Recently, it has become apparent that rare cases of DLBCL lacking the morphological and/or immunophenotypic features of BL can harbor a c-MYC translocation (MYC+ DLBCL).17 These tumors respond poorly to conventional, DLBCL-based chemotherapeutic regimens and might, therefore, be considered for BL-type regimens in the future.18 Taken together, these data raise the question of whether all B-cell lymphomas with intermediate to large cell morphology and a high proliferation fraction should be screened for a c-MYC abnormality, despite the rarity of the genetic lesion. The development of an immunohistochemical assay that is highly sensitive for tumors with a c-MYC translocation could prove a useful method to prevent unnecessary genetic testing for the majority of aggressive B-cell lymphomas.

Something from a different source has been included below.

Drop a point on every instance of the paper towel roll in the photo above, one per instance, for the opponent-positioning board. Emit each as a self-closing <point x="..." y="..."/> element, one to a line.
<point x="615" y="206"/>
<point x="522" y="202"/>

Here we used a novel anti-VpreB3 antibody to study the expression pattern of VpreB3 protein in normal lymphoid tissues and human B-cell malignancies.
Design and Methods
Antibodies, immunohistochemistry and evaluation
Three affinity-purified polyclonal antibodies raised against specific regions of the human VpreB3 protein were evaluated in frozen and formalin-fixed, paraffin-embedded tissue sections of human reactive tonsils. Only one antibody (raised against a protein sequence covering the immunoglobulin domain of VpreB3) was selected for this study based on its reactivity in paraffin-embedded tissue sections and background-free staining using both manual and automated immunohistochemistry protocols.22–24 Specificity of the antibody was confirmed by western blotting using protein lysates of the BL-derived cell lines Ramos and Daudi (Online Supplementary Figure S1E), previously shown to contain VpreB3 transcripts.8 Of the remaining two antibodies, one did not show tissue reactivity and the other labeled only plasma cells and was, therefore, excluded. Optimal immunohistochemical staining was obtained at 1:25 dilution and using a heat-induced epitope retrieval protocol with an EDTA-based solution. Details of the reagent used in this study are available on request to the corresponding author. Single and double immunohistochemistry were performed using protocols described previously.24
Cell lines and western blotting
Paraffin-embedded cell pellets of human lymphoma-derived cell lines were studied for VpreB3 expression by conventional immunohistochemistry following a protocol described elsewhere.22 The investigated cell lines included the DLBCL lines OCI-Ly3 and OCI-Ly10 (from Dr. R.E. Davis, Center for Cancer Research, NCI, Bethesda, USA); the follicular center lymphoma line FL-18 and the BL line Daudi (both provided by the Sir William Dunn School of Pathology, Oxford, UK); two other BL lines, Namalwa and Ramos, were obtained from the collection of the authors (JCP and TM), the T lymphoblastic leukemia line CCRF-CEM was a gift from Prof. E. Macintyre (Hôpital Necker-Enfants Malades, Paris, France). Protein extracts from some of the aforementioned cell lines were subjected to western blotting analysis following a protocol previously described.23 An anti-β-actin antibody (ab6276, Abcam, Cambridge, UK) was used as a control for protein loading.
Case selection
The samples of neoplastic lymphoid tissues comprised 635 B-, T- and Hodgkin’s lymphomas from the authors’ (SAP, LKT, MAP, TM) case files, the British Columbia Cancer Agency, and Brigham & Women’s Hospital and were analyzed with respective institutional review board approval. The original diagnoses were based on the combined morphological, phenotypic and cytogenetic features of the tumors and defined according to the World Health Organization (WHO) classification system.11,25
Patients with endemic BL (of Ugandan origin) ranged in age from 2 to 32 years with a median age of 8 years. Patients with sporadic BL ranged in age from 7 to 80 years with a median age of 42 years. All DLBCL samples were from adult patients. Among the cases analyzed, there are four that were originally classified as “atypical Burkitt lymphoma” and one case originally classified as “Burkitt-like lymphoma” according to the 2001 WHO criteria.25 Each of these cases were subsequently classified as “B-cell lymphoma, unclassifiable, with features intermediate between diffuse large B-cell lymphoma and Burkitt lymphoma” (intermediate DLBCL/BL) using the 2008 WHO criteria upon re-review of the morphological and phenotypic characteristics of these cases (Online Supplementary Table S1).11 All diagnoses were confirmed by one or more of this study’s authors. All stained cases were evaluated by at least two histopathologists (SR and TM), and considered positive for VpreB3 expression if 25% or more of the tumor cells stained positive. Approval for this study was obtained from the Oxford Research Ethics Committee B (Research Ethics Committee reference number: C02.162).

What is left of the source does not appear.